Last weekend's Sunday Feature in the Sounding the Century project nevertheless attempted exactly that in its treatment of Agon - music by Stravinsky, choreography by Balanchine, triumphantly launched by the New York City Ballet in 1957 and arguably still the most original, concentrated and influential dance work since the Second World War. As drawn from interviews conducted by Christopher Cook, the approach was essentially to talk listeners through a performance, with the accounts of some of the original dancers, including Melissa Hayden and Arthur Mitchell, interspersed with comments from such critics as Arleen Croce and current choreographers as Richard Alston. Part of the pleasure of the programme was the way the cross-cutting created a verbal counterpoint almost as nifty as Stravinsky's score, bits of which surfaced from time to time. And while it might have been nice to hear a few more extended passages, at least you respected the evident concern of the producer Frances Byrnes to avoid as far as possible the now almost universal abuse of speech over music.

In any case, the interplay of voices served to evoke not only the intricate daring and difficulty of the dance steps themselves, but so much else about the working personalities of Balanchine and Stravinsky, for instance, with one voice likening the letter to a kind of sonic Faberge putting his score together from tiny musical gems as it was extracted from various coat pockets.
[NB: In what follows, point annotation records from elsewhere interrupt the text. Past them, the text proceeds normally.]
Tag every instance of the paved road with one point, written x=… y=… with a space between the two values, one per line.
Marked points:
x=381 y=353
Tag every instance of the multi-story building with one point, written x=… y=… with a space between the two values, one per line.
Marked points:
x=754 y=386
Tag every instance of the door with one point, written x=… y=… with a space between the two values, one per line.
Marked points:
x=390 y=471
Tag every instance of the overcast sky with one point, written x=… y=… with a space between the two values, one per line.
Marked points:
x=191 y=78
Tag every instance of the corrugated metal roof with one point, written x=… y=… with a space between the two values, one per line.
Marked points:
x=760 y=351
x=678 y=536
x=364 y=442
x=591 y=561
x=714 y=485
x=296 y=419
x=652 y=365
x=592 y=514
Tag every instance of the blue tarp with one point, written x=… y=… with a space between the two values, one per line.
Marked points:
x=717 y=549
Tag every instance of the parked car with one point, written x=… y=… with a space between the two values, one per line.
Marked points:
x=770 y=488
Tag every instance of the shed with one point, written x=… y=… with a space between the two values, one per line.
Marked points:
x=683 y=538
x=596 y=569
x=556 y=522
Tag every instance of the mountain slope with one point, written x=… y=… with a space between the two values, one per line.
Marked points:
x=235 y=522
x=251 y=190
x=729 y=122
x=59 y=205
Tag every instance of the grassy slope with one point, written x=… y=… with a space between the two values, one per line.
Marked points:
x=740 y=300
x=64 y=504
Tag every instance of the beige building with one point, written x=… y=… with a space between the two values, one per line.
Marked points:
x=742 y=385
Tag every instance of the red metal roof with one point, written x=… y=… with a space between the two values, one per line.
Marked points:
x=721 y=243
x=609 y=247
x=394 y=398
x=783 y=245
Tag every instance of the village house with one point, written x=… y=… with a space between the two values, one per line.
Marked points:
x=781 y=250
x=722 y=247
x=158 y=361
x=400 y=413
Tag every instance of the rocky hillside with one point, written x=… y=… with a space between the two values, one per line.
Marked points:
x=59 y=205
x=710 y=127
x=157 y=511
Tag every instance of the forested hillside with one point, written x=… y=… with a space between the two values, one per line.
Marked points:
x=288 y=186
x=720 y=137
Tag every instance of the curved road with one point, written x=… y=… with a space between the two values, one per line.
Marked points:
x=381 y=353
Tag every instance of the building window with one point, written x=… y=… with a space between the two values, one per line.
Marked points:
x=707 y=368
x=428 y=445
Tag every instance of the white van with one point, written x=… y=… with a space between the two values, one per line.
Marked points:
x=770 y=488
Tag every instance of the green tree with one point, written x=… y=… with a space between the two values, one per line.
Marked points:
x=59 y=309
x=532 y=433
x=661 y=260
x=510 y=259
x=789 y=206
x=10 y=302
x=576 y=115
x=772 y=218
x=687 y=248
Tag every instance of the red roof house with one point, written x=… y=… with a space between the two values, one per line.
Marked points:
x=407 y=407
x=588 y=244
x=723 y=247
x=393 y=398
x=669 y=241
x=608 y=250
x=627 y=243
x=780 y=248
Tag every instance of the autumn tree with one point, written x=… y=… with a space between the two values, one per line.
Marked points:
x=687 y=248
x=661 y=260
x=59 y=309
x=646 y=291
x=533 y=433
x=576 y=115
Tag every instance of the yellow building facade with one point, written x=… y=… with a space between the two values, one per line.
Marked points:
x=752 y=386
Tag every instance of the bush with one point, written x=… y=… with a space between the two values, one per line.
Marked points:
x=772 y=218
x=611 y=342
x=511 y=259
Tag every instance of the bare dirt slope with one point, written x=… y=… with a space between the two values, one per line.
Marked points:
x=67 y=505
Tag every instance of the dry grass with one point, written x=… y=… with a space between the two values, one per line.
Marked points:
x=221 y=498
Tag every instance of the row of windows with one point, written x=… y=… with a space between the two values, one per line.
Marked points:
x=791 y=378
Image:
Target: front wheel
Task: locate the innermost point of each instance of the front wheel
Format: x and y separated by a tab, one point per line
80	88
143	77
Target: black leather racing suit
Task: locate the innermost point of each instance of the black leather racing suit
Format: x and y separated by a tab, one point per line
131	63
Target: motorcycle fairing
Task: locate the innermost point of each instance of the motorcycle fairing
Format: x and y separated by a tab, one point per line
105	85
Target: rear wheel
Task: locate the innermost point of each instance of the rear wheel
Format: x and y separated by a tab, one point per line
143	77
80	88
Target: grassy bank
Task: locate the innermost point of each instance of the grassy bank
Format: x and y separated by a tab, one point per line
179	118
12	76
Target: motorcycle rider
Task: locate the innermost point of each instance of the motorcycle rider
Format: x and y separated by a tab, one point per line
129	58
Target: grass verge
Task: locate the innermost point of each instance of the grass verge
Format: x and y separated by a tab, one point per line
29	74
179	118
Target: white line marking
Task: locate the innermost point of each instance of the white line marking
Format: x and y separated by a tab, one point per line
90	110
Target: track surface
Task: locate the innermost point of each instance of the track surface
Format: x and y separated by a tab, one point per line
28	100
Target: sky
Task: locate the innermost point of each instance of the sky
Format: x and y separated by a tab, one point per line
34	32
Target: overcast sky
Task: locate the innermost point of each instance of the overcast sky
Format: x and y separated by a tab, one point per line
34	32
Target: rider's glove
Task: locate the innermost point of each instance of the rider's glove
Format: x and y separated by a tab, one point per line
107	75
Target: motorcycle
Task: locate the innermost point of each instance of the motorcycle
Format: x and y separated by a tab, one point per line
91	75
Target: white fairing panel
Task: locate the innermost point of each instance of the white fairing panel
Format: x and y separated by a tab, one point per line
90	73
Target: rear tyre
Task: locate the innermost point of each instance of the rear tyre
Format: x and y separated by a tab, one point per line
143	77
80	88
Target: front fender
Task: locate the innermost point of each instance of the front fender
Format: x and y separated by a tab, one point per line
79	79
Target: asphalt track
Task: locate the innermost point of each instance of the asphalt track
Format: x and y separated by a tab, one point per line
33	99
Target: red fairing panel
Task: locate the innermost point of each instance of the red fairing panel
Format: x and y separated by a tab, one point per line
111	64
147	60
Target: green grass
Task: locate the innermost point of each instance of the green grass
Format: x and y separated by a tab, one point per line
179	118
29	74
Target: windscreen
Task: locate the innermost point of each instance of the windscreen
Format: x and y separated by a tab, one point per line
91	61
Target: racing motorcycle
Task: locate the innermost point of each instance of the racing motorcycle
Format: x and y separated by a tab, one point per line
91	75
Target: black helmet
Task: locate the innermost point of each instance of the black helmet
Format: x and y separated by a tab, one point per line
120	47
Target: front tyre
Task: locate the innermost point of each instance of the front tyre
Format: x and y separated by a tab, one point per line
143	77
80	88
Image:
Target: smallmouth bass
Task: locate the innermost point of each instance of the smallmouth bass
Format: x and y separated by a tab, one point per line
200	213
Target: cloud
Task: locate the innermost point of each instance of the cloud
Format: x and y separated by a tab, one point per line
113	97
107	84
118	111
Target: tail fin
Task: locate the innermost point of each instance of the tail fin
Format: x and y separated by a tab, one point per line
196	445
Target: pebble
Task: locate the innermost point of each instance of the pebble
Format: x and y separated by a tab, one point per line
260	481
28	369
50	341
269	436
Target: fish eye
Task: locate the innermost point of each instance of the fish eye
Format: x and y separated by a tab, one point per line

The problems for dancers of counting out the music's multiple time-spans were detailed; the mystery of how two senior Russian emigres contrived to capture the youthful feel of New York street life in the mid-Fifties was explored.

The programme not only demanded undivided attention, it also offered listeners more, the better they knew Balanchine's choreography or Stravinsky's music. When much of the network seems to be given over to the average prejudices of the average participant in that latest form of amateur dramatics, focus groups, this was a tonic.

On the other hand, Radio 3's weekday youth slot, The Music Machine, has recently been rewarded for its lively production values with the loss of its Wednesday edition to make way for yet more of Sean Rafferty's interminable In Tune. This week, Verity Sharp has been considering Music and Children, kicking off on Monday with the subject of composing for pre-school series such as Tots TV, and concluding today at 4.45pm with the raising of school standards through singing. Conspicuously absent has been any consideration of the contribution Radio 3 itself may be making to the development of musicality - and did, in the Seventies, with David Munrow's Pied Piper series.

Enquiries since Munrow's untimely death in 1976 as to when the network is going to revive a comparable spot have invariably been answered "as soon as we can find a suitable presenter". Meanwhile the decades roll by. If Radio 3 really does suffer from an ageing audience, is it so surprising?